Engaging in applications of machine learning, such as with the life sciences, is another theme of Agarwal’s research. “We collaborate with scientists and practitioners in other disciplines, and help them identify or develop machine learning methods that can be used to solve the problems they care about,” she says.

For instance, in a joint effort with startup Mitra Biotech, Agarwal used machine learning methods to predict how patients would respond to a certain anti-cancer drug. The team’s results turned out to be more accurate than current biomarker-based methods. This was good news for researchers at Mitra, but the project was valuable for Agarwal as well.

“It is important to be able to test how well our methods perform on real-life, human problems,” Agarwal says. “This collaboration both helped to solve the problem faced by my life-scientist collaborators, and helped to validate the machine learning methods we had developed.”

Experiments in the life sciences can also bring up new problems for machine learning to attempt to solve, Agarwal says. These types of challenges help to push the field forward.

“Over the years, many new machine learning methods have been developed in order to solve a data-based problem in the life sciences for which no standard method was applicable,” Agarwal says.

In her research at Penn, Agarwal also meshes machine learning with a host of other academic fields. Her group recently brought together ideas from theoretical computer science, spectral graph theory, operations research and statistics to study pairwise comparisons, a type of choice made in recommender systems and marketing. The group hopes to expand on their results to study more types of machine learning choices. Choice data, Agarwal says, is an emerging topic that sits in the overlap of machine learning and econometrics.

Some of Agarwal’s other work gets back to the fundamentals of the field. Researchers can evaluate how “good” a machine learning model is through various kinds of performance measures. If the performance measures are complex, extra thought and care must go into designing the model. Agarwal’s group has been developing design principles to help with this process, and plans to continue building on their work in the coming years.
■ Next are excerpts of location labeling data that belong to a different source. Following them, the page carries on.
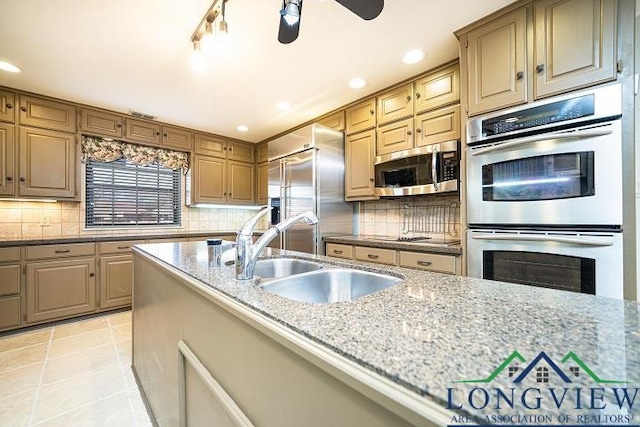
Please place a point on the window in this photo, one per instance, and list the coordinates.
(121, 193)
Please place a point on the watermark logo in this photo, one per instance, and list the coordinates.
(550, 392)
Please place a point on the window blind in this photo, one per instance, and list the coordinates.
(121, 193)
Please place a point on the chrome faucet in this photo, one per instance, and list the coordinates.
(247, 252)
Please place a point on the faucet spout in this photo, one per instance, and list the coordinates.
(246, 261)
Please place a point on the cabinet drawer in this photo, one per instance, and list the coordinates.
(9, 254)
(340, 251)
(9, 280)
(117, 247)
(9, 312)
(381, 256)
(425, 261)
(59, 251)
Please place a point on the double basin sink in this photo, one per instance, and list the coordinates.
(308, 281)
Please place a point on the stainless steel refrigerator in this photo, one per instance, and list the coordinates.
(306, 172)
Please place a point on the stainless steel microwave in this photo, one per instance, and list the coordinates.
(430, 169)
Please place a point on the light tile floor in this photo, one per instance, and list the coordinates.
(71, 374)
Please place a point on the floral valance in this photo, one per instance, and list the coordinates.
(105, 150)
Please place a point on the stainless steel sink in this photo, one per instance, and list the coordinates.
(283, 267)
(331, 285)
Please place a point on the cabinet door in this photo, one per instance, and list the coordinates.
(142, 132)
(241, 152)
(211, 145)
(395, 137)
(575, 44)
(101, 123)
(47, 163)
(497, 61)
(178, 138)
(209, 180)
(7, 160)
(437, 89)
(361, 116)
(395, 104)
(438, 126)
(7, 106)
(47, 114)
(262, 183)
(116, 278)
(359, 161)
(241, 182)
(57, 289)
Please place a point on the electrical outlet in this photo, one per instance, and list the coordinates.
(45, 220)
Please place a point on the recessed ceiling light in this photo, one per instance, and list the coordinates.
(7, 66)
(357, 83)
(413, 56)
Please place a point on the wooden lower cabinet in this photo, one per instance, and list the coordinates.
(116, 279)
(58, 289)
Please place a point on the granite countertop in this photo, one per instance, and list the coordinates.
(110, 238)
(381, 242)
(433, 331)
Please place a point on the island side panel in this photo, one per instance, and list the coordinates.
(271, 384)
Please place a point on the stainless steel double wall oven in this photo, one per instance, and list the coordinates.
(544, 193)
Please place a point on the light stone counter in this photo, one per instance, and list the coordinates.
(434, 330)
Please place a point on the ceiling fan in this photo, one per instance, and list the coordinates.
(292, 9)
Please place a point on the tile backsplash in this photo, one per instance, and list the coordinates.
(411, 217)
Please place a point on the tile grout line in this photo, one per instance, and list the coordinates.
(42, 371)
(122, 374)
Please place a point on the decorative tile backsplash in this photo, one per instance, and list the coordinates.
(411, 217)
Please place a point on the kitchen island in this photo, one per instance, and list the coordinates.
(432, 350)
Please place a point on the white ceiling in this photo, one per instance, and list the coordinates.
(135, 55)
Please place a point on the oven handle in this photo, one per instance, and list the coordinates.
(536, 138)
(580, 240)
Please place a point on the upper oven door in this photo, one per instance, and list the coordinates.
(564, 178)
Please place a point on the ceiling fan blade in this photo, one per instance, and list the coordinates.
(288, 33)
(365, 9)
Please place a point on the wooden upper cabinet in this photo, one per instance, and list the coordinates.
(437, 89)
(142, 131)
(438, 126)
(396, 136)
(335, 121)
(359, 171)
(395, 104)
(497, 63)
(47, 163)
(47, 114)
(574, 44)
(241, 152)
(361, 116)
(177, 138)
(7, 160)
(7, 106)
(101, 123)
(210, 145)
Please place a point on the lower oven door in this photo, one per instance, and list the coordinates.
(580, 262)
(564, 178)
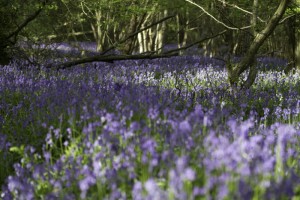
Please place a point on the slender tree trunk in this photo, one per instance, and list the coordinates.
(292, 44)
(248, 61)
(297, 53)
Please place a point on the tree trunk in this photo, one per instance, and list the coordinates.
(248, 61)
(292, 43)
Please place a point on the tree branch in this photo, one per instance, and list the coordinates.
(241, 9)
(110, 59)
(25, 23)
(215, 19)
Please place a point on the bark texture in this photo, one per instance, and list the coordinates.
(248, 61)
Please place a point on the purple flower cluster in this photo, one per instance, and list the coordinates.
(161, 129)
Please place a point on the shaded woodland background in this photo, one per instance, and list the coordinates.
(30, 27)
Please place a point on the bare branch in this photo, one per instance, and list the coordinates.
(197, 42)
(241, 9)
(215, 19)
(109, 59)
(15, 33)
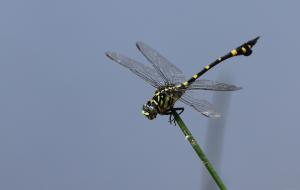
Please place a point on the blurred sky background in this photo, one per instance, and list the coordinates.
(70, 118)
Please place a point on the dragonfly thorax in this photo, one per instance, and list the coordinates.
(162, 102)
(150, 110)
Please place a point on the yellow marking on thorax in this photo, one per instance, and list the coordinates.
(244, 50)
(166, 102)
(234, 52)
(154, 101)
(186, 83)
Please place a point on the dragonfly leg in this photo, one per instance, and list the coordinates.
(171, 116)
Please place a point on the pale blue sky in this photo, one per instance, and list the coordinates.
(70, 118)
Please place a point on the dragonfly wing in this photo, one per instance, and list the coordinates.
(212, 85)
(146, 73)
(202, 106)
(169, 72)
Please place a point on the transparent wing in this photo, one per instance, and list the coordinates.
(146, 73)
(212, 85)
(168, 72)
(202, 106)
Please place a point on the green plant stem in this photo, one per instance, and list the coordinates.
(188, 135)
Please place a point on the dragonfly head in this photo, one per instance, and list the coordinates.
(149, 110)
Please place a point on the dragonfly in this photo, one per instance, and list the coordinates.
(171, 84)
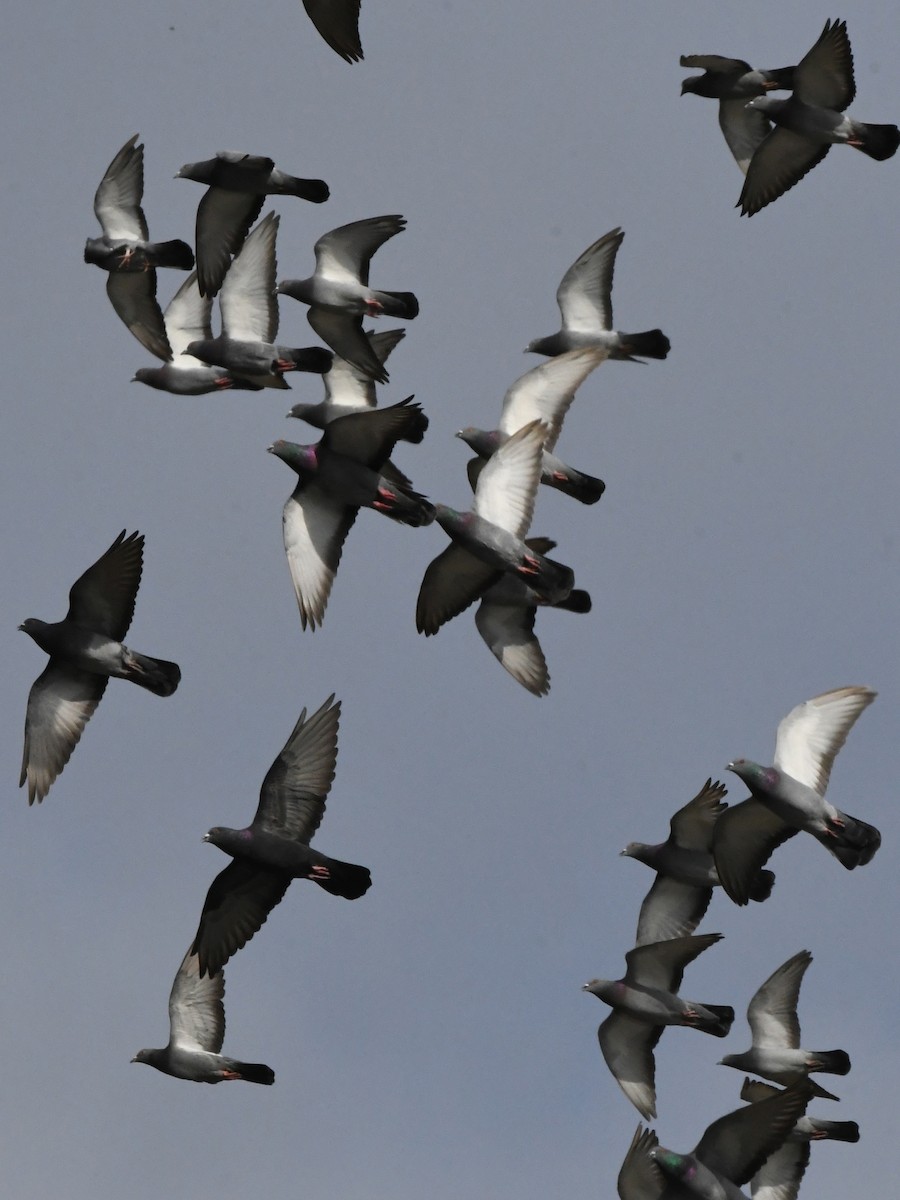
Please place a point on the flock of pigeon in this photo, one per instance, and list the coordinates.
(490, 559)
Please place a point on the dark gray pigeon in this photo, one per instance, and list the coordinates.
(685, 871)
(125, 252)
(250, 319)
(775, 1051)
(197, 1032)
(643, 1003)
(585, 299)
(810, 121)
(790, 795)
(85, 649)
(238, 186)
(339, 475)
(505, 622)
(544, 394)
(486, 541)
(779, 1177)
(733, 82)
(189, 318)
(729, 1155)
(337, 23)
(339, 294)
(275, 847)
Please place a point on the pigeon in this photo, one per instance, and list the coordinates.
(810, 121)
(237, 187)
(585, 299)
(544, 394)
(339, 294)
(250, 319)
(85, 649)
(189, 319)
(779, 1177)
(790, 795)
(337, 23)
(125, 252)
(275, 847)
(336, 477)
(347, 388)
(685, 871)
(733, 82)
(729, 1155)
(643, 1002)
(775, 1051)
(486, 543)
(197, 1031)
(505, 622)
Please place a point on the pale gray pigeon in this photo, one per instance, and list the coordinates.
(727, 1156)
(733, 82)
(505, 622)
(544, 394)
(85, 651)
(486, 541)
(779, 1177)
(275, 847)
(337, 23)
(336, 477)
(250, 319)
(685, 871)
(238, 185)
(790, 795)
(810, 121)
(775, 1051)
(347, 388)
(585, 299)
(125, 252)
(643, 1002)
(197, 1032)
(339, 294)
(189, 318)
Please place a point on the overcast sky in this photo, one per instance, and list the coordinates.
(432, 1038)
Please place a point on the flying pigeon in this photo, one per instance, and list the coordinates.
(505, 622)
(347, 388)
(731, 1151)
(337, 23)
(85, 649)
(197, 1031)
(339, 474)
(585, 299)
(125, 252)
(733, 82)
(544, 394)
(339, 294)
(779, 1177)
(486, 543)
(643, 1002)
(189, 318)
(237, 189)
(685, 871)
(250, 319)
(790, 795)
(810, 121)
(275, 847)
(775, 1051)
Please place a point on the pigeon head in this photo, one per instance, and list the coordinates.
(301, 459)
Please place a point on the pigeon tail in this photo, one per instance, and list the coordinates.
(652, 343)
(762, 886)
(346, 880)
(156, 675)
(880, 142)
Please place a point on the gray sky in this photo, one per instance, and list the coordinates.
(432, 1039)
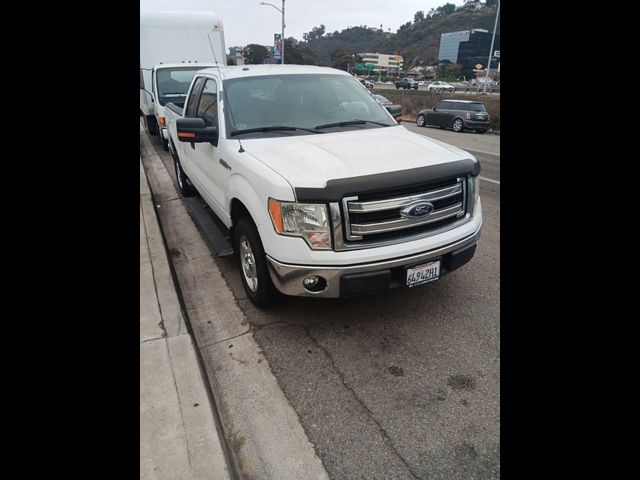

They hope to make the tools that result from the work more easily available to machine learning users.

Penn’s effort to become a leader in both the teaching and research of machine learning was, for Agarwal, a big part of the University’s appeal.

“There is a huge need for centers of excellence in machine learning across the country,” Agarwal says, “and I believe Penn is well-positioned to play a major role in this direction.”

As part of this endeavor, Agarwal co-directs Penn Research in Machine Learning, a joint effort between Penn Engineering and Wharton to bring together the University’s large and diverse machine learning community.

There were also reasons outside of academics to come to Penn.

“I am fortunate to have a very supportive set of colleagues here, as well as terrific support staff and students,” Agarwal says. “It also helps that Penn is located in Philadelphia — a historic, modern, and cosmopolitan city.”

Agarwal foresees no shortage of interesting questions and ideas to investigate in her research. Despite modern advances in machine learning, there are still some missing links between the field’s theory and practice.

“Even today, many machine learning methods are used without a clear understanding of why they work or when they might fail,” Agarwal says. “This gap motivates a lot of the work we do in my research group, and I hope we will see the gap narrow in the years ahead.”